Acesso e envolvimento com instituições de arte
Quando você expõe em instituições, acho que é importante manter um diálogo. É importante que você esteja aberto, que aprenda com essas instituições, certo? Você deve se envolver bastante com essas instituições e, de certa forma, questionar graciosamente os sistemas, esteticamente em seu trabalho. Mas o acesso é muito importante quando você lida com essas instituições. Quando você obtém acesso, acho que é importante perceber que isso já é um grande passo em direção a um discurso crítico. Isso é algo que eu valorizo. Sinto que, às vezes, temos que vir com um senso de graça e não com um senso de direito. Precisamos ter um senso de empatia para podermos usar esses objetos ou arquivos de uma forma que não vilipendie, mas que envolva um discurso global relacionado ao racismo, ao racismo sistêmico ou ao racismo institucional.
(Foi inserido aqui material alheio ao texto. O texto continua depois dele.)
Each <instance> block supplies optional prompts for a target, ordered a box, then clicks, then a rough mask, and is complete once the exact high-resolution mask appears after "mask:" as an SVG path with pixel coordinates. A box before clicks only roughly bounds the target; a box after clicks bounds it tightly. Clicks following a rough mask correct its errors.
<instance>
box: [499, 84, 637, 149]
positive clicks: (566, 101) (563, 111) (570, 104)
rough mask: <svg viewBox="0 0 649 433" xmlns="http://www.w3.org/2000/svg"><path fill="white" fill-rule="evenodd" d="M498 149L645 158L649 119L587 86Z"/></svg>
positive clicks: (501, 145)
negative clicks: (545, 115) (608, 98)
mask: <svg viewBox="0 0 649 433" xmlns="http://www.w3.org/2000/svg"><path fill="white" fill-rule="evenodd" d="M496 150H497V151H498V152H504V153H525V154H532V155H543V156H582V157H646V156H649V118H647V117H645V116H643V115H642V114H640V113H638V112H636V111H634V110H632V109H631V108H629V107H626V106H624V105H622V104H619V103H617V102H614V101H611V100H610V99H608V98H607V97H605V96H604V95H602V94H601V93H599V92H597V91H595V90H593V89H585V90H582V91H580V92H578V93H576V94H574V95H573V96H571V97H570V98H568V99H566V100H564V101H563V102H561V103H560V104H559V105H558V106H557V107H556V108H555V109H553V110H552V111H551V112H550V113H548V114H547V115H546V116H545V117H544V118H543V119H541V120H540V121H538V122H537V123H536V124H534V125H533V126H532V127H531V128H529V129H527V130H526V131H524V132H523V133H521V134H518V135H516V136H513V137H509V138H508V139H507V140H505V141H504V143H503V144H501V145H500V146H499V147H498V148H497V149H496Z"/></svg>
O acesso, como eu disse, é muito importante. E, quando você obtém esse acesso, cria uma estrada para a próxima geração. Você cria um caminho para eles. E precisamos entender que isso também tem muito a ver com pedagogia, e estar aberto para poder ensinar aqueles que virão depois. Acho que é importante que você seja humilde.
Educação e comunidade
Terminei meu mestrado na Universidade de York há dois anos. Esses dias foram muito estranhos porque, assim que entrei no programa, a COVID-19 chegou. Então, fiz meu mestrado durante a COVID e me formei. Foi terrível, mas você sabe como fizemos isso funcionar e fiz bons amigos também. Mesmo com todas as restrições, era uma ótima comunidade.
Eu adoro Toronto. Adoro a comunidade artística. A vibração artística é realmente - é um lugar pequeno. Portanto, é muito fácil para as pessoas se conhecerem. Mas eu realmente gosto muito daqui. É tranquilo. Posso me concentrar apenas no meu trabalho. Posso viajar e voltar. É uma ótima base para você. No momento, estou trabalhando em uma encomenda para a Bienal de Toronto e em uma co-apresentação com a Gallery TPW. É com isso que estou realmente ocupado no momento. Estou finalizando a produção da minha instalação de trabalhos impressos, desenhos e objetos, intitulada Onoriode (Quem sabe o amanhã?)-e será inaugurado em 21 de setembro de 2024.